Good Bones by Maggie Smith

Life is short, though I keep this from my children. Life is short, and I’ve shortened mine in a thousand delicious, ill-advised ways, a thousand deliciously ill-advised ways I’ll keep from my children. The world is at least fifty percent terrible, and that’s a conservative estimate, though I keep this from my children. For every bird there is a stone thrown at a bird. For every loved child, a child broken, bagged, sunk in a lake. Life is short and the world is at least half terrible, and for every kind stranger, there is one who would break you, though I keep this from my children. I am trying to sell them the world. Any decent realtor, walking you through a real shithole, chirps on about good bones: This place could be beautiful, right? You could make this place beautiful.

In my daily goings on I notice young women with babies and small children born in just the last few years, and I think to myself that these little ones now will likely live the entire 21st century.

I look at their tiny bright faces and worry for the shitshow that they're being stuck with. I am not optimistic. :( I want to apologize for all of us for what we allowed to happen.

I expect by 2030 the USA will not be much like the 1st world superpower that it has been for our entire lives. No fucking way am I gonna bring kids into this world.

This mindset is what de facto lead to the state of the current world.

I worry for my step kids too, hopefully somehow something will avert total crisis.

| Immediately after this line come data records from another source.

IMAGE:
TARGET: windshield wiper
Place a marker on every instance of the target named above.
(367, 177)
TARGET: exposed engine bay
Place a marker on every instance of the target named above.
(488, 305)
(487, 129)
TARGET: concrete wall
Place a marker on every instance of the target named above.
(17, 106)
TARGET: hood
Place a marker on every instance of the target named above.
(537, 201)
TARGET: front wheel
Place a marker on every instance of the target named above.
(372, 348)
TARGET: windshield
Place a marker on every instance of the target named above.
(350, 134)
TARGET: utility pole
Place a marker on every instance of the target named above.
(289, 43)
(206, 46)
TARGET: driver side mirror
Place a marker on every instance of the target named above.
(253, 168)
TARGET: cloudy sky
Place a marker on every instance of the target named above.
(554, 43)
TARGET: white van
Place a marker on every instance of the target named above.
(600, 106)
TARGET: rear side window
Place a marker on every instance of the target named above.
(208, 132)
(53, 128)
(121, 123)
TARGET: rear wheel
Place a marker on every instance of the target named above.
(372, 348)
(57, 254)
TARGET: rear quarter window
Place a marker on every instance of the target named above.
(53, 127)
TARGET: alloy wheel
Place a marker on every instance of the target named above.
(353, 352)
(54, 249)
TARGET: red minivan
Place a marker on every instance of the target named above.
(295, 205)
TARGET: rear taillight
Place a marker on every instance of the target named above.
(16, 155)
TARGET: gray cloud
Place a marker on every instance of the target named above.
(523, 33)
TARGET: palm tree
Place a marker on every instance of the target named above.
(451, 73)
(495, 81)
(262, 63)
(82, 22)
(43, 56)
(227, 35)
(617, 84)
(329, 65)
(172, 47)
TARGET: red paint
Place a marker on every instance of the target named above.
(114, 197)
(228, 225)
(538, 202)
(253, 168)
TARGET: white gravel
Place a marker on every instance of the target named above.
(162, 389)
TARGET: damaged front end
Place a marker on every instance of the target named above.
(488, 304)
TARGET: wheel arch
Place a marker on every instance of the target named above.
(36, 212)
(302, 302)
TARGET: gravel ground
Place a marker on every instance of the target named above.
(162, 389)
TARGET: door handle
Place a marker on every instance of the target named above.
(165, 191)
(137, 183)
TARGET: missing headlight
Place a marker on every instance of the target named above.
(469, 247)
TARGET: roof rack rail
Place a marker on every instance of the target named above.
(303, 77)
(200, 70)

My biggest fear is I'm stuck in a survival situation like the book The Road; saving enough bullets and teaching them how to kill themselves quickly. Was not a fun read.

So just ignore the shitty stuff? That's how we got here.

By some metrics, it's barely a developed country anymore. Infant mortality, educational standards, press freedom, incarceration rates, government corruption, murders per capita, crime rate, jail without trial, torture, illegally invading other countries, spying on citizens, propaganda etc

I don't feel this way at all. I've always been a positive person and have always looked on the bright side. I also know our words and thoughts have more power than we realize (Law of Attraction).

I firmly believe Good will defeat Evil in the end.

Exactly, what the fuck is everyone on about? We're winning, for the first time in decades we're winning. The pedophiles and globalists are running scared. My daughters are going to have great lives.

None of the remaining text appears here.